Relating dust, gas, and the rate of star formation in M 31

Max-Planck Institut für Radioastronomie, Auf dem Hügel 69, 53121 Bonn, Germany e-mail: tabataba@mpifr-bonn.mpg.de

Received: 3 November 2009
Accepted: 26 April 2010

Abstract

Aims. We investigate the relationships between dust and gas, and study the star formation law in M 31.

Methods. We have derived distributions of dust temperature and dust opacity across M 31 at 45 resolution using the Spitzer data. With the opacity map and a standard dust model we de-reddened the Hα emission yielding the first Hα map of M 31 corrected for extinction. We compared the emissions from dust, Hα, HI, and H₂ by means of radial distributions, pixel-to-pixel correlations, and wavelet cross-correlations. We calculated the star formation rate and star formation efficiency from the de-reddened Hα emission.

Results. The dust temperature steeply decreases from 30 K near the center to 15 K at large radii. The mean dust optical depth at the Hα wavelength along the line of sight is about 0.7. The radial decrease in the dust-to-gas ratio is similar to that of the oxygen abundance. Extinction is nearly linearly correlated with the total gas surface density within limited radial intervals. On scales <2 kpc, cold dust emission is best correlated with that of neutral gas, and warm dust emission with that of ionized gas. The Hα emission is slightly better correlated with emission at 70 μm than at 24 μm. The star formation rate in M 31 is low. In the area 6 kpc < R < 17 kpc, the total SFR is 0.3  yr^-1. A linear relationship exists between surface densities of SFR and H₂. The Kennicutt-Schmidt law between SFR and total gas has a power-law index of 1.30 ± 0.05 in the radial range of R = 7–11 kpc increasing by about 0.3 for R = 11–13 kpc.

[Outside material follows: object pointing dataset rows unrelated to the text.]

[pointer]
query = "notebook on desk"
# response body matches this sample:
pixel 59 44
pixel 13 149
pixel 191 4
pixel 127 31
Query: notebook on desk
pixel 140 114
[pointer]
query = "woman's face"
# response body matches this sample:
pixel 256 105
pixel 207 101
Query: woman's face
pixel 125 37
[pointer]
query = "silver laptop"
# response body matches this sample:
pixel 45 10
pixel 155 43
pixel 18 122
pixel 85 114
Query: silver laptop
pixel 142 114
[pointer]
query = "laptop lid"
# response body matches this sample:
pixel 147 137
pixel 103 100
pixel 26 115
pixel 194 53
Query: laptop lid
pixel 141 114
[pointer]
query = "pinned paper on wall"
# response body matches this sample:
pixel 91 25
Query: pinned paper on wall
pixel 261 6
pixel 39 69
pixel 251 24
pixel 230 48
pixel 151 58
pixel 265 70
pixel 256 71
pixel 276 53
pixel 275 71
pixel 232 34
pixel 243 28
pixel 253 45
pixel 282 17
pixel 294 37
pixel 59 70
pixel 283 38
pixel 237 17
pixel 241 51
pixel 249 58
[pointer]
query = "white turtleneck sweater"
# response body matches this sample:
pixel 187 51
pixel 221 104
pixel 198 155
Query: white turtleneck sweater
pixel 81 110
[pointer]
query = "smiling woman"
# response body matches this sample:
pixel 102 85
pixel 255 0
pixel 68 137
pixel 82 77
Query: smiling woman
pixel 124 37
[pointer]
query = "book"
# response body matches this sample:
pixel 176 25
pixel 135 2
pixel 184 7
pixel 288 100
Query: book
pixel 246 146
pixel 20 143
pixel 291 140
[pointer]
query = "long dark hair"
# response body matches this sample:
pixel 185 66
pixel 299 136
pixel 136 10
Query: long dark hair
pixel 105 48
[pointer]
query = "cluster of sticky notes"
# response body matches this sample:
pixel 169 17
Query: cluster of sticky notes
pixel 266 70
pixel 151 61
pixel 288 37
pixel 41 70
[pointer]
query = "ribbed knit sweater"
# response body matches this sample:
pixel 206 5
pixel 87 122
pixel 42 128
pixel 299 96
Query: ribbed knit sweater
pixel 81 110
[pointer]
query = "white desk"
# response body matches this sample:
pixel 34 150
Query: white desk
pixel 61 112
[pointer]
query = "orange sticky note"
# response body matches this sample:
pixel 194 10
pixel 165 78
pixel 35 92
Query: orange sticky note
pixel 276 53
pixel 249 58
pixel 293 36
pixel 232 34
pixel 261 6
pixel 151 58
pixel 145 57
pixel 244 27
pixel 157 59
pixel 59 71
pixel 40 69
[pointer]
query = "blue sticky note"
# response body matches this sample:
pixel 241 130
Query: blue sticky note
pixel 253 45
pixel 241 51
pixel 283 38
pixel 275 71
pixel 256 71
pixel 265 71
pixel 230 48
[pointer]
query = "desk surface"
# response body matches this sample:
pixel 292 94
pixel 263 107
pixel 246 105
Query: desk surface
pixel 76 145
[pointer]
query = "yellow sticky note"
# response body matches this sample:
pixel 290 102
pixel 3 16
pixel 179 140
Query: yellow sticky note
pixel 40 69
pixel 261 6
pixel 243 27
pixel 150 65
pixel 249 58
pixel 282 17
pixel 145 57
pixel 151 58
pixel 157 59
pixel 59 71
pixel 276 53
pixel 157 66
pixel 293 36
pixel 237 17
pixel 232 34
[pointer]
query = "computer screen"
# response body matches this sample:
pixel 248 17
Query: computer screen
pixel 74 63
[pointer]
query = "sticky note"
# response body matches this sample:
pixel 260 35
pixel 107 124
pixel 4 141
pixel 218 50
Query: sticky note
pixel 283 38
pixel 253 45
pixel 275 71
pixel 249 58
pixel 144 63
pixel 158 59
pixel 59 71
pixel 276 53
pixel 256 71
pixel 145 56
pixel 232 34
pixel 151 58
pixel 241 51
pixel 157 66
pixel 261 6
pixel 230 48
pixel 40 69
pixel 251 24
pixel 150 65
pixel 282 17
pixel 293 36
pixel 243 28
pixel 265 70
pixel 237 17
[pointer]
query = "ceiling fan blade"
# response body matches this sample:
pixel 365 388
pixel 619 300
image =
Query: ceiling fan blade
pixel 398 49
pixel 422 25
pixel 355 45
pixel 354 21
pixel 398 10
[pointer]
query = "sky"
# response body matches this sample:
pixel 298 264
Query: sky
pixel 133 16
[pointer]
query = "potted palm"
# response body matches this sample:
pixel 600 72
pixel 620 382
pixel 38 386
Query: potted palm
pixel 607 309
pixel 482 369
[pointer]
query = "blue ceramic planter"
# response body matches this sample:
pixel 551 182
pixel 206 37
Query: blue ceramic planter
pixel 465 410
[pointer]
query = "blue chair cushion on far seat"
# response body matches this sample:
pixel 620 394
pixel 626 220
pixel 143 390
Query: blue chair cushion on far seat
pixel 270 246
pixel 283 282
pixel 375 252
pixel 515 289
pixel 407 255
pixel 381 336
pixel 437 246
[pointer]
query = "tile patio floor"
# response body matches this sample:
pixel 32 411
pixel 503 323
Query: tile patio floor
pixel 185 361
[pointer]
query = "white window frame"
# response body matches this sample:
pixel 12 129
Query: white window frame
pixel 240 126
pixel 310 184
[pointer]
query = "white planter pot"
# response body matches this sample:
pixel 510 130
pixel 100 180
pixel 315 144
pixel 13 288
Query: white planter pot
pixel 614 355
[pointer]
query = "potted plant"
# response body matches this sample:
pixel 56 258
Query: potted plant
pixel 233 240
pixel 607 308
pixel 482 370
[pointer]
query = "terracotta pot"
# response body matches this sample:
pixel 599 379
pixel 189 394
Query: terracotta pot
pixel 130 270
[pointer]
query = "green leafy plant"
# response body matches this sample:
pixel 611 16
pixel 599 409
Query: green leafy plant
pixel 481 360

Conclusions. The better 70 μm–Hα than 24 μm–Hα correlation plus an excess in the 24 μm/70 μm intensity ratio indicates that other sources than dust grains, e.g. those of stellar origin, contribute to the 24 μm emission. The lack of H₂ in the central region could be related to the lack of HI and the low opacity/high temperature of the dust. Since neither SFR nor SFE is well correlated with the surface density of H₂ or total gas, other factors than gas density must play an important role in the formation of massive stars in M 31. The molecular depletion time scale of 1.1 Gyr indicates that M 31 is about three times less efficient in forming young massive stars than M 33.